Pero si escuchamos la desfachatez con la que, algunos de estos “iluminados” que claman por la independencia de Cataluña levantando el puño en alto mientras tiende la otra mano con la palma abierta pidiéndole más dinero al Estado español para subvencionarse; tendremos que llegar a la conclusión de que no existe justicia en España, que el sistema judicial encargado de la aplicación de las normas, está colapsado y es inoperante y que, nuestros fiscales se han contagiado de las doctrinas del señor Bermejo y han decidido aplicar los preceptos constitucionales según le convenga al Gobierno, sin molestar a los terroristas y separatistas, no fuera que se pudieran disgustar y decidieran no pactar con el Gobierno, ¡que es lo que, de veras, está esperando el señor ZP desde que falló la última vez que lo intentó!. Porque, señores, cuando escuchamos al señor secretario general de ERC decir, sin sonrojarse: “¿Qué legitimidad tiene la Constitución?, no nos queda más remedio que preguntarnos si es que pertenece de pleno derecho al grupo de los babiecas o es que nos quiere tomar el pelo a todos. Parece que este Don Quijote de guardarropía, este Joan Ridao, de tan patibulario aspecto, no se ha dado cuenta de que, el que no está legitimado para hablar de legitimación, por estar situado al margen de la ley, por haberse excluido, voluntariamente, de su nacionalidad española y por atentar, con sus actos contra, la propia esencia de España, pretendiendo la independencia de Catalunya; ha dejado, de hecho, de ser un ciudadano español y, por consiguiente, deja de tener derecho opinar, interferir y, mucho menos, dudar de una Ley orgánica, aprobada por una gran mayoría de los españoles, en referéndum vinculante, y que lleva vigente ya hace treinta años. Otra cosa es que, para sus espurias ambiciones personales y sus sueños como secesionista, el hecho de la existencia de la propia Carta Magna sea un obstáculo insuperable. Pero el ha dicho lo que ha dicho y nadie, ni la fiscalía, ni Rubalcaba, ni la oposición han denunciado a este individuo como tampoco lo han hecho cuando el señor Tardá, este filibustero diputado de ERC ha soltado, en un acto público de su partido, el grito de guerra “¡muera el Borbón!”

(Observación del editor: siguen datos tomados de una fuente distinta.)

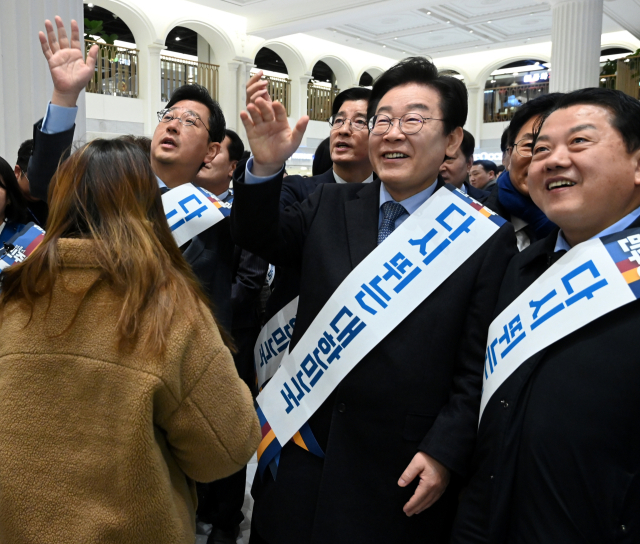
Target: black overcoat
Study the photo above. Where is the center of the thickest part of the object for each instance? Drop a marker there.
(418, 390)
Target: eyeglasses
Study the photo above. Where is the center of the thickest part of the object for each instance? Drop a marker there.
(338, 121)
(186, 119)
(410, 123)
(524, 148)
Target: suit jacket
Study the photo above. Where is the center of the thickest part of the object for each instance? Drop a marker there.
(417, 390)
(210, 254)
(286, 283)
(600, 395)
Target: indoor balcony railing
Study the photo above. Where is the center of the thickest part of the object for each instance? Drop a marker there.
(319, 101)
(116, 70)
(501, 103)
(176, 72)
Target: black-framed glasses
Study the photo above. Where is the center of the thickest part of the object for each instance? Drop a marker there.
(524, 147)
(338, 121)
(186, 118)
(409, 123)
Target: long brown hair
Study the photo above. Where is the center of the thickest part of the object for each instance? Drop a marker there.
(106, 191)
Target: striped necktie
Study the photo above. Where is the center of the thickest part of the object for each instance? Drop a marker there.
(390, 212)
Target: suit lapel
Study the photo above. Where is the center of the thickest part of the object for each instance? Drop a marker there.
(361, 216)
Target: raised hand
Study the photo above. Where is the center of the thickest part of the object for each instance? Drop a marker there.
(257, 87)
(271, 138)
(69, 71)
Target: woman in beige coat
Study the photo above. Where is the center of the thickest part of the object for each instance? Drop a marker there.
(116, 388)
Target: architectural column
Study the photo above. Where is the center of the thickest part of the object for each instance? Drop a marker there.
(150, 84)
(228, 93)
(299, 96)
(474, 117)
(25, 82)
(575, 44)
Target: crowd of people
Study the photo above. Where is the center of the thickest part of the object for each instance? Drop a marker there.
(420, 346)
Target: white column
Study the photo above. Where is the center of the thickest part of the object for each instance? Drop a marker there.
(150, 83)
(575, 44)
(474, 117)
(25, 83)
(299, 96)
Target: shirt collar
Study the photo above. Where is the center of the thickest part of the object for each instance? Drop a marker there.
(340, 180)
(412, 203)
(626, 221)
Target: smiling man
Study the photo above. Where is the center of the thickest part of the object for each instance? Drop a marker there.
(385, 451)
(558, 457)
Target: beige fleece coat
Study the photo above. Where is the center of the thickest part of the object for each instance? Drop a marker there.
(103, 447)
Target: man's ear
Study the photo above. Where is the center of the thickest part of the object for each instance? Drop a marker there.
(232, 168)
(454, 140)
(214, 149)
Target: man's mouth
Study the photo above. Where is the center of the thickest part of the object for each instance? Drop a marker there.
(560, 183)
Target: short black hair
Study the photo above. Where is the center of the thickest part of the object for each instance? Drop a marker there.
(504, 139)
(16, 209)
(624, 109)
(468, 144)
(198, 93)
(355, 93)
(488, 166)
(236, 147)
(420, 70)
(537, 107)
(24, 154)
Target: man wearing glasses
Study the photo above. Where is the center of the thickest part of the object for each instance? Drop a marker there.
(510, 196)
(349, 148)
(398, 431)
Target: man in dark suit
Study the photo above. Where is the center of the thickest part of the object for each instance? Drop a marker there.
(398, 431)
(558, 455)
(220, 503)
(179, 148)
(349, 150)
(455, 169)
(510, 198)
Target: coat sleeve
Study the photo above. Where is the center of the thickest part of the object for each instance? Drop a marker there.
(214, 430)
(452, 437)
(48, 151)
(260, 226)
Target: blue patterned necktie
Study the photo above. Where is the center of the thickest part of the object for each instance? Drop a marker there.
(390, 212)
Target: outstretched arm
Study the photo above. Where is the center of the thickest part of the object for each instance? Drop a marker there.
(70, 74)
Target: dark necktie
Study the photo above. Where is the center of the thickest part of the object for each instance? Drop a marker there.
(390, 212)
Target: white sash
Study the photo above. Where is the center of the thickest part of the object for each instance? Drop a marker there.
(191, 210)
(376, 296)
(593, 279)
(273, 342)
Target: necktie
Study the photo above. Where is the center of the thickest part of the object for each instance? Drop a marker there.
(390, 212)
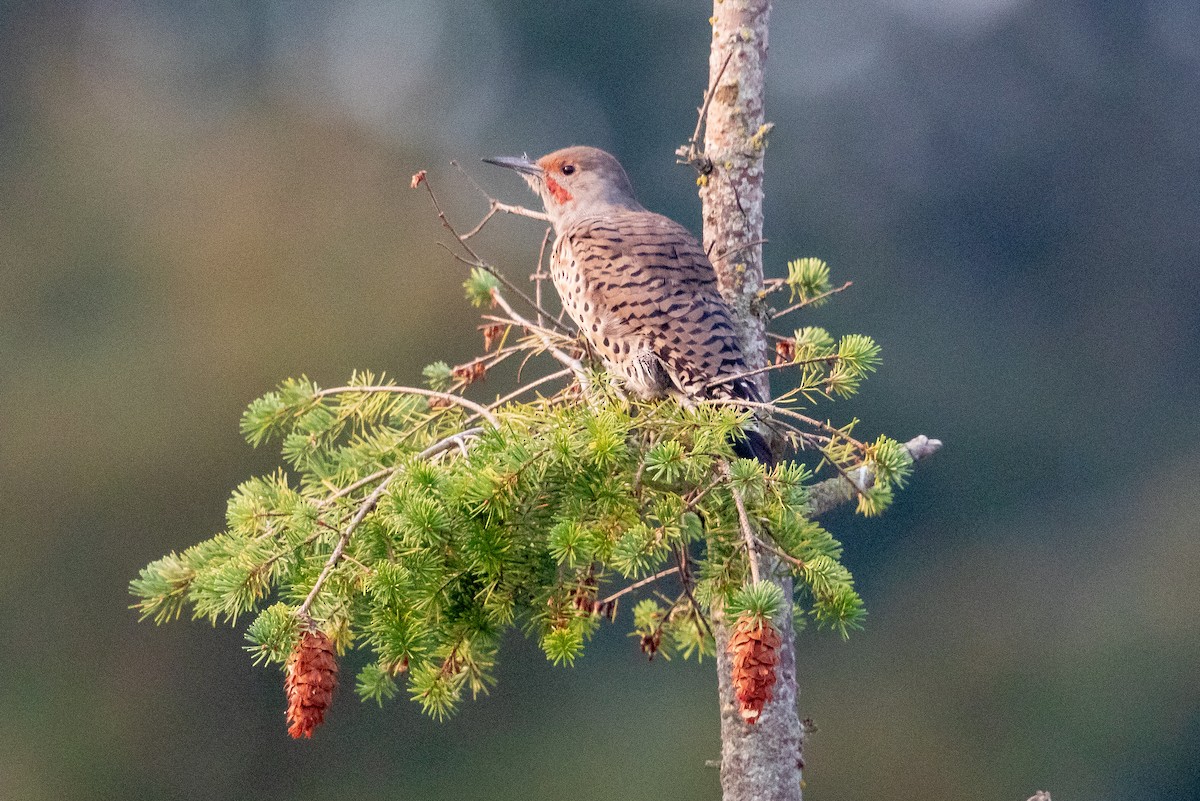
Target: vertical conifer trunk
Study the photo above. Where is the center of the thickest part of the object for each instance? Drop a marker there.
(760, 762)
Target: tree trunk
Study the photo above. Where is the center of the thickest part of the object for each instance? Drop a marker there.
(759, 762)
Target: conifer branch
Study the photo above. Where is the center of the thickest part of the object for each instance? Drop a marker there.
(743, 522)
(459, 401)
(365, 509)
(832, 493)
(637, 585)
(815, 299)
(777, 366)
(568, 361)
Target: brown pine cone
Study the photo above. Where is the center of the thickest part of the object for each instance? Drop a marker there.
(755, 649)
(312, 676)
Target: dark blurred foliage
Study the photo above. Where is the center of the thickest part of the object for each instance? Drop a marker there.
(197, 202)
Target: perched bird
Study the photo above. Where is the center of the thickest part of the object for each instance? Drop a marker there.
(637, 284)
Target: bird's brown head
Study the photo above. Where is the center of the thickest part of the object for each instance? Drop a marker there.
(575, 182)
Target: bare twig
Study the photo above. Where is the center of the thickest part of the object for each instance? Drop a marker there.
(690, 152)
(730, 379)
(525, 387)
(685, 579)
(787, 413)
(564, 359)
(539, 275)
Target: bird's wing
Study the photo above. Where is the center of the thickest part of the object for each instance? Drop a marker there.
(651, 279)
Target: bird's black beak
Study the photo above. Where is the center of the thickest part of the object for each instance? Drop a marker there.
(520, 163)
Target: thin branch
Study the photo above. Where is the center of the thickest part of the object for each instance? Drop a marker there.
(685, 579)
(414, 390)
(637, 585)
(495, 205)
(730, 379)
(832, 493)
(813, 300)
(525, 387)
(780, 410)
(744, 521)
(365, 509)
(780, 553)
(690, 152)
(538, 273)
(568, 361)
(739, 248)
(475, 260)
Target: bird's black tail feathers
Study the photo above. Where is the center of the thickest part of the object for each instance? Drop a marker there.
(753, 445)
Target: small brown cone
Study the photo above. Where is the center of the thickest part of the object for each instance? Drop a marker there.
(312, 676)
(755, 649)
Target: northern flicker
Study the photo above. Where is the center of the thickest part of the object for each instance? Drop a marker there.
(637, 284)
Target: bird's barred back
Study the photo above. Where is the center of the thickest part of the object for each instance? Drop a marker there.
(645, 294)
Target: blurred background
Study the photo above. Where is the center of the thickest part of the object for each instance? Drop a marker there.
(198, 200)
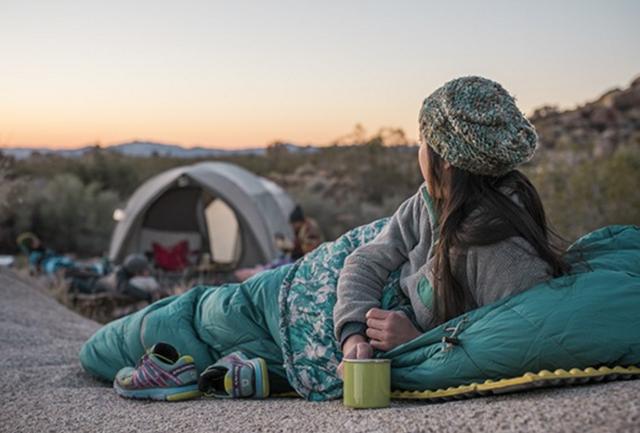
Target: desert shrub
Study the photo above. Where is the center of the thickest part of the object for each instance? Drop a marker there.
(68, 215)
(582, 197)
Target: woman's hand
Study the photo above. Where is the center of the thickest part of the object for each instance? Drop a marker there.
(355, 347)
(388, 329)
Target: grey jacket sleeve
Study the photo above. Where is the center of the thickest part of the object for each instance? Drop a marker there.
(366, 270)
(503, 269)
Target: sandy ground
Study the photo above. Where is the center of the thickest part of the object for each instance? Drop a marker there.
(44, 389)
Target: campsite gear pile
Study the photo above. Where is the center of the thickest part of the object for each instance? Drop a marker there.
(585, 319)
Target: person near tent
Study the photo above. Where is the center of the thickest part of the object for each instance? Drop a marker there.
(308, 234)
(42, 259)
(461, 254)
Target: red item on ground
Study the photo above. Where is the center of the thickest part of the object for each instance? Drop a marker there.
(171, 258)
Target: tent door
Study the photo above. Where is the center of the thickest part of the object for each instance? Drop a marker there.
(224, 232)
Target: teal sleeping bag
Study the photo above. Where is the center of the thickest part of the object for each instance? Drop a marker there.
(588, 318)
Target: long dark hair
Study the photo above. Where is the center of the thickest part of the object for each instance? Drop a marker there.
(475, 210)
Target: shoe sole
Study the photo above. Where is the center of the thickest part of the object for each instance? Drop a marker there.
(163, 394)
(262, 377)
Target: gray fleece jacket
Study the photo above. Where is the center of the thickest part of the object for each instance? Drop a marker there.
(491, 272)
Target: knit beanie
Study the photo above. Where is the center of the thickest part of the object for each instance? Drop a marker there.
(474, 124)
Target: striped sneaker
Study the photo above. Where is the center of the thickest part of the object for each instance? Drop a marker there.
(236, 376)
(161, 374)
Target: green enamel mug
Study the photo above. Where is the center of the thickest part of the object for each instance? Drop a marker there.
(367, 383)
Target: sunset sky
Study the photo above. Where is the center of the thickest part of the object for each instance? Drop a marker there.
(245, 73)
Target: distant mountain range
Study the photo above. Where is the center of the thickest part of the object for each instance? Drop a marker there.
(147, 148)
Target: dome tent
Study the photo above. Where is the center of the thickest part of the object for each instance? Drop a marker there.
(218, 208)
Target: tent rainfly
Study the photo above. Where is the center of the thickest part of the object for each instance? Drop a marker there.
(218, 208)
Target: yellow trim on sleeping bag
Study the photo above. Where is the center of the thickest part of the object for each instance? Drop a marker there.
(574, 376)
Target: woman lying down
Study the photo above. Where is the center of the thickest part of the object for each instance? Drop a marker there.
(474, 233)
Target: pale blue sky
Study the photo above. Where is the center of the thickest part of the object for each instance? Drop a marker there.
(244, 73)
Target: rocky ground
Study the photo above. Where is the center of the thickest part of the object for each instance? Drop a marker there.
(43, 388)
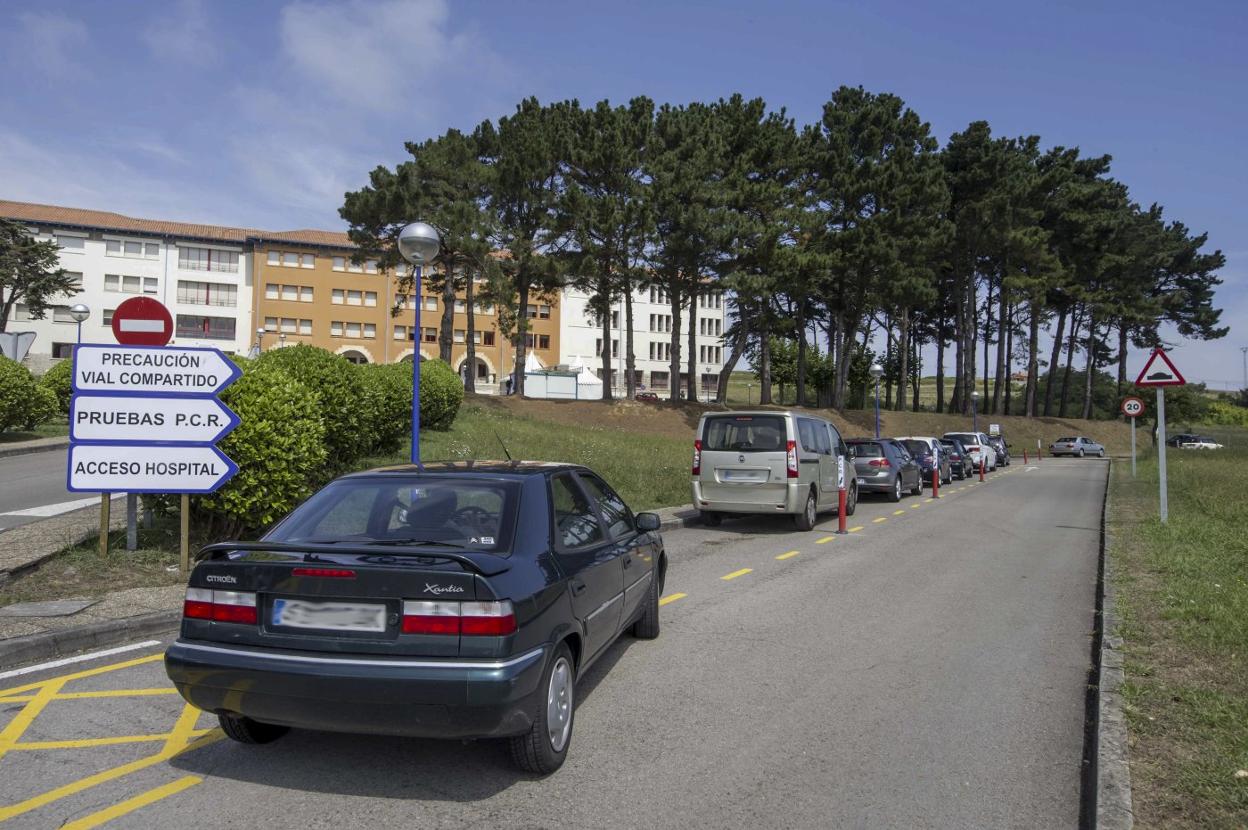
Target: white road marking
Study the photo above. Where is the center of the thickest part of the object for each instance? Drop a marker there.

No es que yo crea que “ el Borbón” se esté luciendo, no, no, al contrario, me parece que ha cogido alguno de los “tics” garbachos de su antecesor, Fernando VII; pero, nos guste o no, representa a la más alta institución de la nación y, cuando se lanza un grito de tal cariz, como el emitido por este Tardá, se está induciendo a cometer actos que constituyen nada más y nada menos que una inducción a cometer un delito de “lesa majestad”; aunque él pueda aducir que no fue esta su intención, sino la de renegar de la monarquía. El otro día hablé de una madre que fue condenada a 9 meses de cárcel y a estar apartada de su hija de 11 años durante dos años porque la había abofeteado por insultar a un pariente y, ahora, les pido que comparen este “gran crimen” de querer corregir a una menor por una falta que había cometido, y me digan si este delito tiene más importancia que el cometido por el señor Tardá ( que ya nos tiene acostumbrados a sus salidas de tono y su poca continencia) o por aquellos que queman en la impunidad imágenes de los monarcas o los que salen, como salvajes, por las calles a quemar, destruir, emborracharse, drogarse y ocupar propiedades ajenas o molestar a los ciudadanos que intentan vivir en tranquilidad y sin problemas. Nadie protege la Constitución, celebran sus 30 años pero deberían celebrar, al mismo tiempo, su despedida; porque nadie quiere cambiarla, pero no es para defenderla, sino para acabar con ella a la chita callando, saltándosela a la torera con la plena colaboración de los Vellido Dolfos en que se han convertido los magistrados del TC, los fiscales,al mando de Conde Pumpido, el señor ministro de Justicia y toda la estela de jueces estrella que se ocupan de allanarles el camino para convertir a España en el paraíso de la izquierda progresista, homosexual y reina del libertinaje laico y amoral. Para esto se hizo obligatoria la famosa Educación para la Ciudadanía, pues ¿qué se creían ustedes?